Se examinó a sí mismo como si fuera un sistema colosal, escaneando, analizando, cazando la anomalía escondida en sus profundidades.
Isobel lo observaba en silencio, con la mirada fija en su hermano.
El aire alrededor de él temblaba levemente mientras se concentraba, como si todo el reino se doblegara en obediencia a su voluntad.
Aunque él era el maestro aquí, aunque el santuario mismo era su extensión, la búsqueda resultaba difícil.
Su ceño se frunció, el esfuerzo visible en la quietud de su cuerpo.
El corazón resistía ser descubierto.
Y sin embargo, el control de Aaron era absoluto.
Pulgada a pulgada, capa por capa, sondeó hasta que finalmente lo sintió—enterrado profundamente bajo el santuario, cerca de su núcleo.
Un corazón.
Todavía latiendo.
Todavía vivo, a pesar de no tener cuerpo que alimentar, ni sangre que bombear.
Sus labios se curvaron en grim satisfacción.
Con un solo pensamiento, el santuario obedeció.
El corazón se arrancó de su lugar de reposo y apareció en sus manos.
Pulsaba contra su palma, pesado y vivo.
Cuanto más lo miraba, más crecía el hambre dentro de él.
Un deseo primario y antinatural susurró en sus venas: Devorar.
—Aaron…
—la voz de Isobel tembló mientras sus ojos se fijaban en el corazón.
Sus colmillos se alargaron inconscientemente—.
¿Qué está pasando?
¿Por qué me…
siento tan atraída hacia él?
—intentó mantener su voz firme, pero el hambre en su mirada la traicionaba.

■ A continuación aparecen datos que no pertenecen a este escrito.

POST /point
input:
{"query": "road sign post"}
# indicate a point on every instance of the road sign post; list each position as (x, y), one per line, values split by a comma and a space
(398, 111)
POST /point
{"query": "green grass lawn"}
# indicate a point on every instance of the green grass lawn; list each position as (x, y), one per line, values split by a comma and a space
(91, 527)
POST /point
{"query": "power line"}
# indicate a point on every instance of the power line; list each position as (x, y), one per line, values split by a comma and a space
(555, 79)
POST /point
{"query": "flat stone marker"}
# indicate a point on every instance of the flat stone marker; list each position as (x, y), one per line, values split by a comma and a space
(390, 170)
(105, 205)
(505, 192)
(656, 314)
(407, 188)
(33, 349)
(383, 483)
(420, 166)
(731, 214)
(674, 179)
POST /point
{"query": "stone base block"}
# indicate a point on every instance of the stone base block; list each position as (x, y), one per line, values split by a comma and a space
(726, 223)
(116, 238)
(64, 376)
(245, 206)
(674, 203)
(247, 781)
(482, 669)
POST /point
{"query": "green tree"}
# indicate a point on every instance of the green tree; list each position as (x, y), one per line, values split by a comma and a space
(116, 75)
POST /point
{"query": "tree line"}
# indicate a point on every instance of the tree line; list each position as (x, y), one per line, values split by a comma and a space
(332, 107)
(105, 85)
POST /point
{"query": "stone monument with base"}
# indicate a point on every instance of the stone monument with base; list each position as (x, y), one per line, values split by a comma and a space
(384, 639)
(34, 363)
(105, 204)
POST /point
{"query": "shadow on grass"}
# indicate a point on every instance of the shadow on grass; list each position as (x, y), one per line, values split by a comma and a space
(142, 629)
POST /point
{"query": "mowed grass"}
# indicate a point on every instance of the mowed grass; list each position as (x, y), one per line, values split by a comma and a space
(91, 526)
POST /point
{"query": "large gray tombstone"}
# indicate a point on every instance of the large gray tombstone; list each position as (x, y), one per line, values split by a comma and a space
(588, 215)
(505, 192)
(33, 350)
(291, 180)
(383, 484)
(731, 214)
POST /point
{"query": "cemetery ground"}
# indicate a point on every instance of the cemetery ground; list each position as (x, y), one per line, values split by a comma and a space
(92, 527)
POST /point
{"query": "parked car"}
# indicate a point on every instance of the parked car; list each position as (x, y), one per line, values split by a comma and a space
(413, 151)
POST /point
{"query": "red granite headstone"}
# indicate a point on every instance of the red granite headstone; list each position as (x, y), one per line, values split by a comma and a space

—No lo sé —murmuró Aaron, estudiando el corazón con ojos entrecerrados—.
Pero su atracción es lo suficientemente fuerte como para volver locos incluso a los dioses.
Como para probar sus palabras, el santuario se agitó.
A través de su vasta extensión, cada criatura—híbridos, bestias, vampiros, incluso las más pequeñas—de repente se precipitó hacia él, enloquecida por el aura del corazón.
Los débiles abandonaron todo sentido de sí mismos, sus movimientos espasmódicos y salvajes como si estuvieran poseídos.
Los fuertes apretaron sus mandíbulas y mantuvieron su posición, pero incluso ellos temblaban, su cordura agrietándose bajo la implacable tentación.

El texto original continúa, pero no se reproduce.